Vale reforçar, no entanto, que as grávidas têm um calendário vacinal específico. As vacinas de vírus vivo ou atenuado, como da febre amarela, não devem ser aplicadas neste momento, sendo autorizadas apenas as de vírus mortos ou acelulares.
4. Vacinas da covid-19 provocam problemas no coração
Mais ou menos. Alguns relatos de miocardite (uma inflamação no coração) foram feitos após a aplicação de certas vacinas, especialmente em indivíduos jovens, entre 16 e 30 anos, do gênero masculino.
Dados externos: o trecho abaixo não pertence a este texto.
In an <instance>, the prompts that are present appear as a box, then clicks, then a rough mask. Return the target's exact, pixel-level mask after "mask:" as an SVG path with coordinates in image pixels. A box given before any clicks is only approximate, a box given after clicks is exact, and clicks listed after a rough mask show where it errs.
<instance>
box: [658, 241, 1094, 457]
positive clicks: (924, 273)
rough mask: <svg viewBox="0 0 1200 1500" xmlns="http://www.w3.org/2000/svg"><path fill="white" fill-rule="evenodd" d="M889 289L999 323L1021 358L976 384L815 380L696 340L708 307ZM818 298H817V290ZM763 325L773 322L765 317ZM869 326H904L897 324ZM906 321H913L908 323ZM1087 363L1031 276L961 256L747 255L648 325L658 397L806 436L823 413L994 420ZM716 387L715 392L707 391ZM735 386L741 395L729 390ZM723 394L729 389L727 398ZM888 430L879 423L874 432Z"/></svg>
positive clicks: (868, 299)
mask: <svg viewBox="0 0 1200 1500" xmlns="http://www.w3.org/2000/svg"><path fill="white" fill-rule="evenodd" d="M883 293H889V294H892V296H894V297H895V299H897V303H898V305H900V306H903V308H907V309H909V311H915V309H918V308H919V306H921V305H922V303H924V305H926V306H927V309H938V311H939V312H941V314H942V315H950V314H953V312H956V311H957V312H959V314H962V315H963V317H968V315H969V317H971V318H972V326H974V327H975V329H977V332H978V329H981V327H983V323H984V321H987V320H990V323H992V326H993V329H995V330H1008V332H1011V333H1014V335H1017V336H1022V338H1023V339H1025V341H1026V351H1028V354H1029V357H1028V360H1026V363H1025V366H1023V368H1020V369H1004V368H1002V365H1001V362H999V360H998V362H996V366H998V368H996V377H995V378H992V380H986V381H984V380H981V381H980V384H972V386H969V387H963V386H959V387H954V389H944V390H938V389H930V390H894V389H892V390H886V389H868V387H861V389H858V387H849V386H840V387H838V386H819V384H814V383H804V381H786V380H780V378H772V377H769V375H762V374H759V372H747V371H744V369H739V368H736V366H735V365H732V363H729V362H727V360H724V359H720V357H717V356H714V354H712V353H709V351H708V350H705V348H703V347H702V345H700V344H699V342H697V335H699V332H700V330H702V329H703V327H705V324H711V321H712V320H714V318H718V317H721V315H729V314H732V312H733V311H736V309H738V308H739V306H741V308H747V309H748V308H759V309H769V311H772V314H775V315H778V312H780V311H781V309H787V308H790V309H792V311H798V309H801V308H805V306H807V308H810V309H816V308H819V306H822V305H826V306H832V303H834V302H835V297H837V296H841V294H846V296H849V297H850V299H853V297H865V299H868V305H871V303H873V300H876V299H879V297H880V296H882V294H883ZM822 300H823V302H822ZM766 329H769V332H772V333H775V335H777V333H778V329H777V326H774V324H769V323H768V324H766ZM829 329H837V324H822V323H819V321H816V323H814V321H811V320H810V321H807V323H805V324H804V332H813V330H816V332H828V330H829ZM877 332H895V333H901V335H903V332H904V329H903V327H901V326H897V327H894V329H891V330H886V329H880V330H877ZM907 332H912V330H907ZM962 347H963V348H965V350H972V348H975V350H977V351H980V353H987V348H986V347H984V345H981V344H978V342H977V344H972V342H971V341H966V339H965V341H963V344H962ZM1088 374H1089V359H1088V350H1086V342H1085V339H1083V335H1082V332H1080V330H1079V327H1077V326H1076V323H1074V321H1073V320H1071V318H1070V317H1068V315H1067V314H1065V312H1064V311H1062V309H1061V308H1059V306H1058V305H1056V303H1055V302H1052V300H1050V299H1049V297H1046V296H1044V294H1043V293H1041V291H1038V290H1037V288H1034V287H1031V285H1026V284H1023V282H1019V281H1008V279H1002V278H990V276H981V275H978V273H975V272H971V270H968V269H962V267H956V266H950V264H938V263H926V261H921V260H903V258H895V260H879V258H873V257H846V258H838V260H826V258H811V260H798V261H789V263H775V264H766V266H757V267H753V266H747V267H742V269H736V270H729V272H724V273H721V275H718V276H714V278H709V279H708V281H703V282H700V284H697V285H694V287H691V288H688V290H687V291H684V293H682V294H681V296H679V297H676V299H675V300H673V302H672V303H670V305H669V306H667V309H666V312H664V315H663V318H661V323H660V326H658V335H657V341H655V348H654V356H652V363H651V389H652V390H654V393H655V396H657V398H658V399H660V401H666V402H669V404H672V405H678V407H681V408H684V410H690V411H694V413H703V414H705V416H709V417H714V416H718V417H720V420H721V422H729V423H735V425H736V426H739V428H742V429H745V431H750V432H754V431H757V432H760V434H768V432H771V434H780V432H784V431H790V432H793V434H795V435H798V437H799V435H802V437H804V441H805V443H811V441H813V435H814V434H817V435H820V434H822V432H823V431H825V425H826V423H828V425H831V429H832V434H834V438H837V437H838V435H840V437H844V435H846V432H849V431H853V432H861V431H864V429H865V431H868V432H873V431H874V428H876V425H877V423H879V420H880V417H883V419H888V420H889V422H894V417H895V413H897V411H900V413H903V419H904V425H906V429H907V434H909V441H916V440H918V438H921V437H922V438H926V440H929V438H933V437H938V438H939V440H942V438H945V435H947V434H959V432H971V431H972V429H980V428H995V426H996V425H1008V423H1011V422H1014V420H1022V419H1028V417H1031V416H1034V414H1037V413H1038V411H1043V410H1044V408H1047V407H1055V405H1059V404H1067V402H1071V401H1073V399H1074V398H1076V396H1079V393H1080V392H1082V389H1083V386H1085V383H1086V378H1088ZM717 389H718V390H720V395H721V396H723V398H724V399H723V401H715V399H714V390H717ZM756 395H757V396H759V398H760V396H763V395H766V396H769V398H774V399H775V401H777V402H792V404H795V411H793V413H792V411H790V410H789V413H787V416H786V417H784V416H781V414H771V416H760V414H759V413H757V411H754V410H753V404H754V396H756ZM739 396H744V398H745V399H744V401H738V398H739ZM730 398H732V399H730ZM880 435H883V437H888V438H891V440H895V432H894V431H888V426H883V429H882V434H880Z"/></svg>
No entanto, o número de pessoas que tiveram o problema comprovadamente causado pela vacina foi muito, muito pequeno em comparação às doses aplicadas. Os estudos mostraram que os riscos de você desenvolver uma miocardite após contrair covid-19 (que também provoca o problema) é bem maior do que se você se vacinar.
Ou seja, colocando na balança, as vacinas são, sim, muito seguras.
5. As vacinas de vetor viral da covid-19 provocam hepatite em crianças
Falso. Até agora, os mais de 600 casos descritos de hepatite fulminante em crianças em diversos países não tiveram as causas esclarecidas.
Especula-se que a doença teria relação com a infecção pelo adenovírus 41 e é daí que surgiu esse mito —já que as vacinas de vetor viral utilizam uma versão modificada de adenovírus para entregar o material genético ao corpo.
No entanto, não há qualquer relação entre as duas coisas. Até porque a maioria dos casos ocorreu em crianças pequenas, abaixo dos 5 anos —a idade mínima para ser vacinado contra a covid-19— e não vacinadas.
6. A vacina da gripe provoca gripe
Não. Outro clássico dos mitos vacinais, muita gente que se vacina e fica doente logo em seguida acredita que foi culpa do imunizante.
Mas isso não faz sentido porque a vacina da gripe é feita com pedaços do vírus morto. Ou seja, ele não tem condições de provocar a doença em nenhum ser vivo.
Ok, mas como explicar quem de fato fica doente após receber a picada? Aqui, existem duas explicações: a primeira é que a pessoa pode ter sido infectada poucos dias antes de tomar a vacina. Como ela leva cerca de 10 a 15 dias para ter efeito, a doença vai avançar normalmente no corpo após a fase de incubação.
A segunda é que nós chamamos qualquer sintoma respiratório de gripe. E não é apenas o influenza que provoca dor de garganta, nariz entupido e tosse, entre outros sintomas. Há diversos vírus causadores de resfriados, alergias e rinites que também causam esses problemas, mas para os quais a vacina da gripe não tem nenhuma eficácia.
7. As vacinas podem nos deixar doentes
Via de regra, não. A grande maioria das vacinas não provoca a doença para a qual foi fabricada para combater.
Aqui, vale uma diferenciação: especialmente em crianças, é comum que qualquer vacina provoque reações como febre baixa, mal-estar e dores no corpo, além de vermelhidão no local de aplicação.
Isso não configura uma doença; na verdade, é apenas o corpo reagindo à vacina. Os sintomas costumam ser leves e desaparecem em cerca de 48 horas. No entanto, algumas vacinas feitas com vírus vivo atenuado, como da febre amarela e a SCR (sarampo, caxumba e rubéola) podem, raramente, causar uma versão leve da doença que tentam prevenir.
No entanto, são quadros muito brandos e que evoluem de forma positiva em poucos dias.
Fontes: Celso Granato, infectologista e diretor clínico do Grupo Fleury; Michelle Pinheiro, infectologista do Complexo Hospitalar da UFC (Universidade Federal do Ceará), que faz parte da rede Ebserh; Renato Kfouri, infectologista e diretor da SBIm (Sociedade Brasileira de Imunizações); e Sumirê Sakabe, médica infectologista do Hospital 9 de Julho, em São Paulo.